Indeed, the children of Israel have survived religious intolerance, mass destruction, and assimilation. History proves that we will continue to flourish. The richness of our dynamic and evolving tradition will gird us with the strength to live in perpetuity, with the spirit of Jacob, our father, carrying us. Jacob did not die, and neither will we.
Rabba Sara's Overarching Theme:
Feeling God’s presence, shouldn’t be that difficult. “You shall walk after the Lord your God,”(Devarim 12:5) we are told; seek out God’s presence. And yet, astonished, R. Hama son of R. Hanina (Talmud Bavli, Sotah 14a) asks, how is it possible to walk with the Shechina? Rav Hama quotes an early pasuk from Devarim that describes “... the Lord your God as a devouring Fire.”(Devarim 4:24). How is it possible to get close to God without being scorched? R. Hama answers his own question: We must walk after the midot, after the attributes of God, not his immediate presence.

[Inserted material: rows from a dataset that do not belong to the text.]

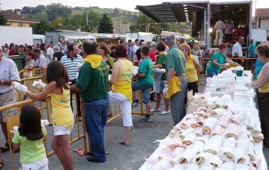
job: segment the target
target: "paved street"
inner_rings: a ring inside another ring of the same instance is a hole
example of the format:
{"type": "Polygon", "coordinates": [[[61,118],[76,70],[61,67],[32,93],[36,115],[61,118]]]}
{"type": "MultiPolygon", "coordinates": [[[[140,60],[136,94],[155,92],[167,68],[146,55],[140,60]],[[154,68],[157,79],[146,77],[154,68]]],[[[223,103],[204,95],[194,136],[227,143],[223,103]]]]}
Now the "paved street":
{"type": "MultiPolygon", "coordinates": [[[[203,92],[205,89],[207,77],[200,77],[201,85],[199,86],[199,91],[203,92]]],[[[151,108],[155,107],[155,102],[153,102],[151,108]]],[[[161,106],[161,112],[164,108],[163,100],[161,106]]],[[[139,108],[136,108],[133,111],[139,111],[139,108]]],[[[173,127],[173,121],[171,114],[161,115],[159,112],[155,112],[152,115],[153,121],[151,122],[143,122],[140,119],[142,117],[140,115],[132,115],[134,132],[131,136],[131,144],[129,146],[120,144],[118,141],[122,139],[124,134],[122,117],[109,123],[105,127],[105,147],[106,151],[109,154],[107,155],[106,161],[104,163],[92,163],[88,162],[87,156],[79,157],[77,153],[72,151],[74,165],[75,169],[92,170],[137,170],[157,148],[156,144],[153,142],[158,139],[163,139],[173,127]]],[[[77,125],[74,125],[73,135],[76,134],[77,125]]],[[[50,147],[53,138],[52,127],[46,127],[48,132],[47,139],[48,151],[51,151],[50,147]]],[[[2,130],[0,134],[1,145],[5,143],[4,137],[2,130]]],[[[80,140],[71,145],[72,149],[79,148],[83,146],[83,141],[80,140]]],[[[264,149],[264,152],[267,162],[269,160],[269,149],[264,149]]],[[[15,169],[20,167],[19,162],[19,153],[14,153],[15,169]]],[[[10,170],[11,163],[9,152],[2,154],[4,162],[2,169],[10,170]]],[[[62,169],[62,165],[55,154],[48,158],[50,169],[62,169]]],[[[267,163],[267,165],[268,164],[267,163]]]]}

In Hebrew, good attributes, midot, are translated as “good measures.” Rabbi Adin Steinsaltz in The Thirteen Petalled Rose, suggests that a quality is determined by its proportion. In other words our midot are the balance of our varied characteristic traits. To act Godly is to put our best spiritual essence forward, while trying to keep in check the inevitability of negative attributes. We are at once both good and bad, compassionate and injurious.
At Yeshivat Maharat, our students are ordained with the ability to lead, pasken, and teach. But, they must also be finely attuned to the nuances of the human condition. Spiritual leaders are most effective when they have confronted and understand their own midot, their own balance of human traits. Our Torah narratives bring to bare the multi-layers of the characteristic traits that individuals must learn to balance within themselves.
And so, I offer this weekly parsha column as a model of Yeshivat Maharat’s Pastoral Torah curriculum, where we will explore the rich and varies layers of the human condition.